In determining financial need, all costs (direct and indirect) are considered as the total Cost of Attendance (COA). Typical 2016-2017 direct costs for a full-time student who contracts for tuition and fees, room and board are as follows:
|COST OF ATTENDANCE|
Wilberforce University will charge you for the direct costs for which you contract. In most cases students should be prepared to pay for indirect costs, such as books and supplies upon arrival on campus.

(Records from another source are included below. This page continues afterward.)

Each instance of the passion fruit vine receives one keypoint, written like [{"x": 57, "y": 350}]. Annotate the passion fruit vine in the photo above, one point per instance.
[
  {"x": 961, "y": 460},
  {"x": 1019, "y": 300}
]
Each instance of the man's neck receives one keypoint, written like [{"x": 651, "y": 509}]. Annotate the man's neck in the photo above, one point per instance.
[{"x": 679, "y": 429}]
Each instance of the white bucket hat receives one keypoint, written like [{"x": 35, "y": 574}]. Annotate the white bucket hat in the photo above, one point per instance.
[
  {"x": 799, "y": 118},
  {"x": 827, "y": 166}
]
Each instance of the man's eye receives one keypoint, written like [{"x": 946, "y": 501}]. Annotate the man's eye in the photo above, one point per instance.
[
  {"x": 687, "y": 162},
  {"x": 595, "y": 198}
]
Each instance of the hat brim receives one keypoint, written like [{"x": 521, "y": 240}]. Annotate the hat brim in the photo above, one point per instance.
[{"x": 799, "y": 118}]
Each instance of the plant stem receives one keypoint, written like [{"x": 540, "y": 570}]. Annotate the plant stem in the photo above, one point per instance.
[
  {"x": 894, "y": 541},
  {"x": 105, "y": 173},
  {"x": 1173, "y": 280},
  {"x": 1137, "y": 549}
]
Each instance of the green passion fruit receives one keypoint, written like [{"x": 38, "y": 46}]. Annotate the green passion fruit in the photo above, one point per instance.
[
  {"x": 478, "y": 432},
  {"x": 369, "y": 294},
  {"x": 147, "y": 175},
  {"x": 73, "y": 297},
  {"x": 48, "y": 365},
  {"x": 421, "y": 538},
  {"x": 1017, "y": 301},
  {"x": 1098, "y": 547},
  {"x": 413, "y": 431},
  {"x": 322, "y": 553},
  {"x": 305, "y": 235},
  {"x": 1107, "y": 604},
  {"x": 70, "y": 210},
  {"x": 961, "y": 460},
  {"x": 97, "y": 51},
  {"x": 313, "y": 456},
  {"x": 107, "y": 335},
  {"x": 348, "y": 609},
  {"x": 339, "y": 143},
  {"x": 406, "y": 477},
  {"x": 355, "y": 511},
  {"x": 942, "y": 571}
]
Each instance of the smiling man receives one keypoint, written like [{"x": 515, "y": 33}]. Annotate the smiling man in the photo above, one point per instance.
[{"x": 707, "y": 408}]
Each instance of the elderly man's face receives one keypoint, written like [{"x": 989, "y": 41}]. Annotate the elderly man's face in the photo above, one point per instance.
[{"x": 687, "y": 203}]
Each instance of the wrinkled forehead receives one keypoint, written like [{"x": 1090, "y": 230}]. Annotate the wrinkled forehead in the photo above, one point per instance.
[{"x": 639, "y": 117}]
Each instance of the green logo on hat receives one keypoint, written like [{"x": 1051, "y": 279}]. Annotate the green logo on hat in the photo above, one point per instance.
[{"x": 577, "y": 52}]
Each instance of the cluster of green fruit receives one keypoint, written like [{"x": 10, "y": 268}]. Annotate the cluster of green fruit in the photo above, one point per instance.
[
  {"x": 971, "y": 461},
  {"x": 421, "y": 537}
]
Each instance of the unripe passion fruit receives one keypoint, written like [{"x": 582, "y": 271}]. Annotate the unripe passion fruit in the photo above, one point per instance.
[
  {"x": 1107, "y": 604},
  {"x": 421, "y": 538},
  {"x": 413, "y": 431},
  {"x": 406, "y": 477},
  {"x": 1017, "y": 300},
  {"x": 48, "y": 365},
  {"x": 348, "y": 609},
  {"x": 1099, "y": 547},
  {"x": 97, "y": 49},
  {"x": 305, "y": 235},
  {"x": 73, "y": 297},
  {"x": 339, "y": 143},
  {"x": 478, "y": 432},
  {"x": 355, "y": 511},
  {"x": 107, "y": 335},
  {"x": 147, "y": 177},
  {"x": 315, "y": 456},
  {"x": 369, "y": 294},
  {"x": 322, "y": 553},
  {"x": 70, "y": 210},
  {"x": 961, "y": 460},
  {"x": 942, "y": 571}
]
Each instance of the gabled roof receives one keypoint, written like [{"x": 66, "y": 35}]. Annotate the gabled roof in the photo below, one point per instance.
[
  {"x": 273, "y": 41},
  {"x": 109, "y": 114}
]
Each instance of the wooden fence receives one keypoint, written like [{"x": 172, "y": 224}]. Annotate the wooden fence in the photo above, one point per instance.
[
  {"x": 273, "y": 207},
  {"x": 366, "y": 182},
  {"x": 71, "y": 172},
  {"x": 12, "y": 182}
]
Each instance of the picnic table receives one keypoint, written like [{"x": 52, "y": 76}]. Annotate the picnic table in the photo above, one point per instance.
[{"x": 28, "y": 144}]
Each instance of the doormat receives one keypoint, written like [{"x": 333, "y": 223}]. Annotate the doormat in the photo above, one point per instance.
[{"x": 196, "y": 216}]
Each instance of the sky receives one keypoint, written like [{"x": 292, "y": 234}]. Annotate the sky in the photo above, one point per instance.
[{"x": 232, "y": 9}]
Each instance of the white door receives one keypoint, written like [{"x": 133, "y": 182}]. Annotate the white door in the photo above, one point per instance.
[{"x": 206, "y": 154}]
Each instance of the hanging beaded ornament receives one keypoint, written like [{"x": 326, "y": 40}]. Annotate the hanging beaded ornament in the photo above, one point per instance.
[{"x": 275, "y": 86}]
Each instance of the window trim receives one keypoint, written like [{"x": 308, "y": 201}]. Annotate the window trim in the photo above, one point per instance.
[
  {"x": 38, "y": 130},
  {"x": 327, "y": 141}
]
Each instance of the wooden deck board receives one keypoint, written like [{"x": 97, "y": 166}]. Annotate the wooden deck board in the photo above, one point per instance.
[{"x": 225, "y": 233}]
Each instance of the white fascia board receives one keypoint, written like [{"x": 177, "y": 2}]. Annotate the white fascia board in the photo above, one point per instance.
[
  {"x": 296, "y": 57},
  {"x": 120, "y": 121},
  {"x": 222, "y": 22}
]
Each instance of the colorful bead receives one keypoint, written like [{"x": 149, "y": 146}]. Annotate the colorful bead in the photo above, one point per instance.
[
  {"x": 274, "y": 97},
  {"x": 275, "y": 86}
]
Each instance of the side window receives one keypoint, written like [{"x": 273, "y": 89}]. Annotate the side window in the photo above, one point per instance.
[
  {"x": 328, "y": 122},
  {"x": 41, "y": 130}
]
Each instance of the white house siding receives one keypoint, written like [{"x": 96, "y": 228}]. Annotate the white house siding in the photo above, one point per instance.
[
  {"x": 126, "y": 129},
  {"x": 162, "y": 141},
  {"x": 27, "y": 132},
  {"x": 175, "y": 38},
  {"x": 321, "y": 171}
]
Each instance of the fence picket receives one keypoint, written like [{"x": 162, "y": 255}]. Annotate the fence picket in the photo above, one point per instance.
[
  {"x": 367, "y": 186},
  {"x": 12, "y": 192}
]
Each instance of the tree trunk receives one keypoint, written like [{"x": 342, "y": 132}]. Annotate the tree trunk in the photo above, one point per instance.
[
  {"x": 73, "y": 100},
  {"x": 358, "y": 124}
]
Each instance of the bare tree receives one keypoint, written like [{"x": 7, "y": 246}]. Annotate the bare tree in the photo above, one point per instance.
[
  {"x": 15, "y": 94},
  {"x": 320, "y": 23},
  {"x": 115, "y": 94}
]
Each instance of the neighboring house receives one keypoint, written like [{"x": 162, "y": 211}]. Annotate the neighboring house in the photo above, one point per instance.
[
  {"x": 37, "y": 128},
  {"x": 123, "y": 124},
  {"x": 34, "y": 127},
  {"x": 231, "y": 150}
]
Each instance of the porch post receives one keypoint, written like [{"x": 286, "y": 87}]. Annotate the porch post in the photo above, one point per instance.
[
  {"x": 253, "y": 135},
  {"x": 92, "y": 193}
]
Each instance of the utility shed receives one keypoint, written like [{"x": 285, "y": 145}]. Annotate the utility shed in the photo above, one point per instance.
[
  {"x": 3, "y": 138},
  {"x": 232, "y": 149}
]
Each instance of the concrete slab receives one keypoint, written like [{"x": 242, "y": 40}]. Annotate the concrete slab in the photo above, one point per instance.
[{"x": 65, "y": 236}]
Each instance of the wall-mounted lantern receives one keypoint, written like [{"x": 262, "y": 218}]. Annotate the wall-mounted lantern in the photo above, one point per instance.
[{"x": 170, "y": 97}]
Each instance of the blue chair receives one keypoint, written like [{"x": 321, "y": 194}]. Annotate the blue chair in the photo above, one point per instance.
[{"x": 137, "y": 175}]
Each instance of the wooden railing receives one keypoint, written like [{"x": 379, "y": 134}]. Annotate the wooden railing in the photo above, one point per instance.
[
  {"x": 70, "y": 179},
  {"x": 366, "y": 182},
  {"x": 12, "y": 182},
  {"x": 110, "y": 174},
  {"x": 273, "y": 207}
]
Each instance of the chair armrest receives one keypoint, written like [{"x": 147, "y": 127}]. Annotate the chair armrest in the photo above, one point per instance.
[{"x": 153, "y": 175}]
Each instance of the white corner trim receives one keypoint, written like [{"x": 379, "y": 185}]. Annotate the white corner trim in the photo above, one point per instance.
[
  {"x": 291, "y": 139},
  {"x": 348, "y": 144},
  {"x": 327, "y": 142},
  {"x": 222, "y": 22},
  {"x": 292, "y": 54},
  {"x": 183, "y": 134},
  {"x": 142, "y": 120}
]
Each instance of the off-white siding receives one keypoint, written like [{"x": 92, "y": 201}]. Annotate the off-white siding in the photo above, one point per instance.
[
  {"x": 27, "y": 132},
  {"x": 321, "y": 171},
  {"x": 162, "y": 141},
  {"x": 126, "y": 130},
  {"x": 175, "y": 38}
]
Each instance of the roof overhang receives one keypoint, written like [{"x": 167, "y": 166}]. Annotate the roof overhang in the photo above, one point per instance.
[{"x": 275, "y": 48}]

Students living at home and/or residing off campus could eliminate the Housing and meals figure, but may find it necessary to add an appropriate figure for household maintenance expenses, meals, miscellaneous and personal expenses, as well as, increased traveling expenses.
Revision of Award
All awards are based on the determination of financial need and availability of funds. Any change in the student’s financial circumstances must be reported to the Financial Aid Office. The receipt of an outside scholarship or loan, for instance, would mean that a student’s financial need had changed and that a revised award would be in order. Similarly, the loss of a job by a parent may reduce the family’s income and possibly make the student eligible for additional assistance. The student is encouraged to discuss any changes in his/her financial situation with the professional staff of the Financial Aid Office.
Over Award Policy
An over award is financial aid that exceeds a student’s financial need and/or cost of attendance. When a student receives federal and/or state aid, Wilberforce University is required to adhere to all associated regulations. All aid, including scholarships, grants, loans, tuition remission, awards, and prizes must be counted as estimated financial assistance in a student’s total aid package.
When the Student Financial Aid Office identifies an over award, adjustments will be made to the student’s aid package to ensure compliance with federal and state regulations. Adjustments to financial aid will occur in the following order: Self-help aid, such as loans and work-study awards, institutional aid, scholarships, grants. If an over award occurs after aid has been disbursed, the student may be required to repay all or a portion of their financial aid to the University.
Institutional Packaging Policy
The sum of all institutional aid received by a student cannot exceed the Wilberforce University’s direct costs. Direct costs include tuition, room, board, and books. Any funding paid by Wilberforce University may be considered institutional aid. Some examples are admission-based scholarships, departmental awards, employee tuition remission and athletic scholarships.
Wilberforce University reserves the right to adjust institutional scholarship awards when a student’s total institutional aid exceeds the designated limit.